Planning for Disaster Recovery¶
The SaaS version of Run:ai moves the bulk of the burden of disaster recovery to Run:ai. Backup of data is hence not an issue in such environments.
With the self-hosted version, it is the responsibility of the IT organization to backup data for a possible disaster and to learn how to recover when needed.
Run:ai uses an internal PostgreSQL database. The database is stored on a Kubernetes Persistent Volume (PV). You must provide a backup solution for the database.
- (Recommended) Back up the PV.
- Use the company's enterprise PostgreSQL solution if exists, instead of the in-place instance that Run:ai spawns.
Run:ai stores metric history using Thanos. Thanos is configured to store data on a persistent volume. The recommendation is to back up the PV.
During the installation of Run:ai you have created two value files,
- one for the Run:ai control plane (also called 'backend').
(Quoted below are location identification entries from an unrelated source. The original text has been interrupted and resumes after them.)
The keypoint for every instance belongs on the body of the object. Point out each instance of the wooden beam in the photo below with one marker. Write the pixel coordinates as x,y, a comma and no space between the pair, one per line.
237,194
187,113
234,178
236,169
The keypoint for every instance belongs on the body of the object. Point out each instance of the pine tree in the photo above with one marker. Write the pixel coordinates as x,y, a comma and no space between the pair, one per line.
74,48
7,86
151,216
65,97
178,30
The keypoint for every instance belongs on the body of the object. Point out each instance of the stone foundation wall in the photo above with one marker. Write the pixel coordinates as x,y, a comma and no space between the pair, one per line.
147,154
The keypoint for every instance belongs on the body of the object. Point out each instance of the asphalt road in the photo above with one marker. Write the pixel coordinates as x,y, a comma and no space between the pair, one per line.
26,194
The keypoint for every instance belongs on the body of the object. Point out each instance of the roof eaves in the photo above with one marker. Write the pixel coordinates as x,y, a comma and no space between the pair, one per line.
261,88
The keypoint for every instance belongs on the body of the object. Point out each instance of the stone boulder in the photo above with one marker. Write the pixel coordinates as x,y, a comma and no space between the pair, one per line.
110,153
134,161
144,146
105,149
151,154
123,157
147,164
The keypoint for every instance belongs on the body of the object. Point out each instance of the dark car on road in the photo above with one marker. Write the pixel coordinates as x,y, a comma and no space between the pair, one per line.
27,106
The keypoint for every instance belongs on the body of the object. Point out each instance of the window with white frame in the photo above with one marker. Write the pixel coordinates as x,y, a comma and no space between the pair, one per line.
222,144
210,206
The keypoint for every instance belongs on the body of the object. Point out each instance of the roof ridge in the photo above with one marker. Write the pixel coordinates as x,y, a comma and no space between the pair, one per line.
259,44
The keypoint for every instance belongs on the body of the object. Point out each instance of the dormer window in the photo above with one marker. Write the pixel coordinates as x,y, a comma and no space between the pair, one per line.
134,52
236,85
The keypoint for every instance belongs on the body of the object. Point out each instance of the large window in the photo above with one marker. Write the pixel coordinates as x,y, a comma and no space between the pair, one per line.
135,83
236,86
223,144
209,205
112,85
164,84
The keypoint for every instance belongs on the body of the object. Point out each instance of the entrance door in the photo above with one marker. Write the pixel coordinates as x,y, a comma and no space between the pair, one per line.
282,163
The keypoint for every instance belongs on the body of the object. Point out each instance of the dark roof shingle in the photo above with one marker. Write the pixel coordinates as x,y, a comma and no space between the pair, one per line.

See kubernetes or OpenShift,
- and one for the cluster (see kubernetes or OpenShift).
You will want to save these files, or extract a current version of the file by using the upgrade script.
Administrators may also create templates. Templates are stored as ConfigMaps in the
To recover Run:ai
- Re-create the Kubernetes/OpenShift cluster.
- Recover the persistent volumes for metrics and database.
- Re-install the Run:ai control plane. Use the stored values file. If needed, modify the values file to connect to the restored PostgreSQL PV. Connect Prometheus to the stored metrics PV.
- Re-install the cluster. Use the stored values file or download a new file from the Administration UI.
- If the cluster is configured such that Projects do not create namespace automatically, you will need to re-create namespaces and apply role bindings as discussed in kubernetes or OpenShift.